Inflation expectations have collapsed even as money-markets have already priced in that the ECB will lower its benchmark rates by a further 10 bps to -0.5% by June 2020, while European yield curves have flattened on speculation the monetary authority could resume debt purchases as early as next year.

That means two things i) the ECB will have to take even more aggressive steps to revive inflation, such as restarting bond buying, or potentially even cutting interest rates deeper into negative, or 2) the market has lost credibility in the ECB's "unconventional" measures, and after giving Draghi the benefit of the doubt after his famous "whatever it takes" speech in 2012, no longer trusts that inflation can ever rebound. This has disastrous consequences for the European bond market which is now pricing in deflation as far as the eye can see, and with European rates already negative, the only option before the ECB, and Draghi's successor, is to push rates even more negative or start buying up equities and perhaps physical assets.

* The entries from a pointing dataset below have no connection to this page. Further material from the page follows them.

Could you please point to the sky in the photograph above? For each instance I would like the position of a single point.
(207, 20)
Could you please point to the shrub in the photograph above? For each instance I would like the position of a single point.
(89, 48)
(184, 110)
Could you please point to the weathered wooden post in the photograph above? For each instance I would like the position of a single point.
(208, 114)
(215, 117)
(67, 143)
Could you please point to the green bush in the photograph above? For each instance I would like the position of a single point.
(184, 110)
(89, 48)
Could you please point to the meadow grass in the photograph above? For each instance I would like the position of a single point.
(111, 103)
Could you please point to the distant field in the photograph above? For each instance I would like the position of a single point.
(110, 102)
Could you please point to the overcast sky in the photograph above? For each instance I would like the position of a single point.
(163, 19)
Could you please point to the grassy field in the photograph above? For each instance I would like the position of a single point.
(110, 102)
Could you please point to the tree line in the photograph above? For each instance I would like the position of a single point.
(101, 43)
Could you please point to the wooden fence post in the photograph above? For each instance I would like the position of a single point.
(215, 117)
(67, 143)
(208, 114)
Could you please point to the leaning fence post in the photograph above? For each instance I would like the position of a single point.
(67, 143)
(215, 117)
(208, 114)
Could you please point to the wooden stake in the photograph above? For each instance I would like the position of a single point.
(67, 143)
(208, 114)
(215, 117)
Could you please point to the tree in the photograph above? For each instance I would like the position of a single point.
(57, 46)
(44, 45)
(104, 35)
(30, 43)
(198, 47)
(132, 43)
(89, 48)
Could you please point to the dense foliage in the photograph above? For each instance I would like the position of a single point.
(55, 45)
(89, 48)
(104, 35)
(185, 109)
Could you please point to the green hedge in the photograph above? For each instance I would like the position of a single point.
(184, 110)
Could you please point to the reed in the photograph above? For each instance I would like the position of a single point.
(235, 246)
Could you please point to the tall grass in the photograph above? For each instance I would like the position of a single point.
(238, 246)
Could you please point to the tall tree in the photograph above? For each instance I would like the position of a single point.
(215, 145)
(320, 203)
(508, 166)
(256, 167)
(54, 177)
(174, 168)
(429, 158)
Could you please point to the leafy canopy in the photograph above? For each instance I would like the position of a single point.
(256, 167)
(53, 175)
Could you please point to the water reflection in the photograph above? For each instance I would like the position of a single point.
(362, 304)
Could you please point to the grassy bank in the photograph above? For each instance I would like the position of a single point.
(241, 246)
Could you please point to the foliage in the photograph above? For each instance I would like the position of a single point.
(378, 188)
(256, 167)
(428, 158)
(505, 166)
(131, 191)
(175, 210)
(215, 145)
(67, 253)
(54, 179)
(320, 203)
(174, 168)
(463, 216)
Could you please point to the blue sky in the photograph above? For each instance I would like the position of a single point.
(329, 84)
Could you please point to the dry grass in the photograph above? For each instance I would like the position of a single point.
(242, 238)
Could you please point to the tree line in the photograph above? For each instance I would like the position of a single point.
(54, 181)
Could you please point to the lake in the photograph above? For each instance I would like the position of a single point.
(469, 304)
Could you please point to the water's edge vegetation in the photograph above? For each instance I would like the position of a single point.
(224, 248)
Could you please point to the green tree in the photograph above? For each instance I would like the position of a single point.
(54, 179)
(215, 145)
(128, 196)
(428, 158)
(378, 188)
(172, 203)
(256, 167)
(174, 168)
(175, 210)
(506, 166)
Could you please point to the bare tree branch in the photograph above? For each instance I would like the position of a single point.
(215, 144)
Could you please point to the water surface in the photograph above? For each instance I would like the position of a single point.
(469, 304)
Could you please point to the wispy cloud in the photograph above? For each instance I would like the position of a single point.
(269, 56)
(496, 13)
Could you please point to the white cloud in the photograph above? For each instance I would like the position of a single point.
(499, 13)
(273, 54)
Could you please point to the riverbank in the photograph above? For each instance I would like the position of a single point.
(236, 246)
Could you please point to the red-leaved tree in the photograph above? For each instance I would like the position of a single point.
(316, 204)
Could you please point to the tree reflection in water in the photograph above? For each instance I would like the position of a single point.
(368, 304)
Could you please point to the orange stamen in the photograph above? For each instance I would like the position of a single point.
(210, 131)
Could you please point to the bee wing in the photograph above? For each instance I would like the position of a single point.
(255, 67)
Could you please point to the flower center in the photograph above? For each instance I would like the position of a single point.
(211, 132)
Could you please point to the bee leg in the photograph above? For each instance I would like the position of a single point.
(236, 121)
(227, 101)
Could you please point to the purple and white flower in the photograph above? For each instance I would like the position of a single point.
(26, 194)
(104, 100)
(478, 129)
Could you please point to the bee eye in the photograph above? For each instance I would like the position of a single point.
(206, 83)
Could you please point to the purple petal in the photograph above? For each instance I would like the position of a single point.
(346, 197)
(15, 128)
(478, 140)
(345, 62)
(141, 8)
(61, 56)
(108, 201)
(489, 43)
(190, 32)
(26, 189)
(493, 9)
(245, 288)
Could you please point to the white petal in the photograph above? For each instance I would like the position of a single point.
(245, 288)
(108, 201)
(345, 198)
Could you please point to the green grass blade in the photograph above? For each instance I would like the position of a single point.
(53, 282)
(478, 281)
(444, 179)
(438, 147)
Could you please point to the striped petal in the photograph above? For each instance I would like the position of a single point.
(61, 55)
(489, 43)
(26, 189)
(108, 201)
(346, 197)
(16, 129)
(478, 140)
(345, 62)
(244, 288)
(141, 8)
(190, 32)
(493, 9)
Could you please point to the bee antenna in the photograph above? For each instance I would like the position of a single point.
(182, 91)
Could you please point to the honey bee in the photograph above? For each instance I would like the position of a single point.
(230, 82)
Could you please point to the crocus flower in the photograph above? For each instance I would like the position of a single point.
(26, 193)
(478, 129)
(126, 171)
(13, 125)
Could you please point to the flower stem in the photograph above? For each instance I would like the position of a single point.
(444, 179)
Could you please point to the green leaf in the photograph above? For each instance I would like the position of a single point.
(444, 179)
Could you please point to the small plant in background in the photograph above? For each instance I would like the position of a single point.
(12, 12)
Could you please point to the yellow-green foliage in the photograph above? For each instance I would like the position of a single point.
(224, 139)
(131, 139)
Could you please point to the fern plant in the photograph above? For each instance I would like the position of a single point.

But wait there's more, because it's not just the ECB: in today's UMich consumer confidence report, consumer expectations for long-term (5-10) inflation also dropped to a fresh all time low of 2.4%, hinting that the Fed too is on the verge of losing the war against unanchored inflation expectations. The good news is that this thesis will be tried and tested in the coming months, as the market is now certain the Fed will resume an easing cycle shortly. The far bigger problem is what happens if the Fed does cut - and/or restart QE - and inflation expectations fail to rebound.

The silver lining in all this: at least US rates remain one of the highest in the world, with the 30Y US Treasury yielding about 2.6%.

But wait there's more. Because while the Fed may still have control over the bond market, which despite inverting on various part of the curve, is still upward sloping from the short end through the 30Y tenor, other central banks are not as lucky, and as the following BofA chart shows, the average yield on global bonds (excluding the US) is now the lowest on record.

To all this one could counter - well, fine, but stocks are bonds are both at all time highs, so what if inflation expectations have become unanchored? The answer: loss of confidence always start somewhere, in this case with one of the more trivial aspects of central bank policy implementation (and purists will argue that inflation expectations are the most important charge of central banks). Once credibility is lost in one place, very soon the market will test to see just how stable the entire house of cards is. And if Pimco is right, it won't like the answer.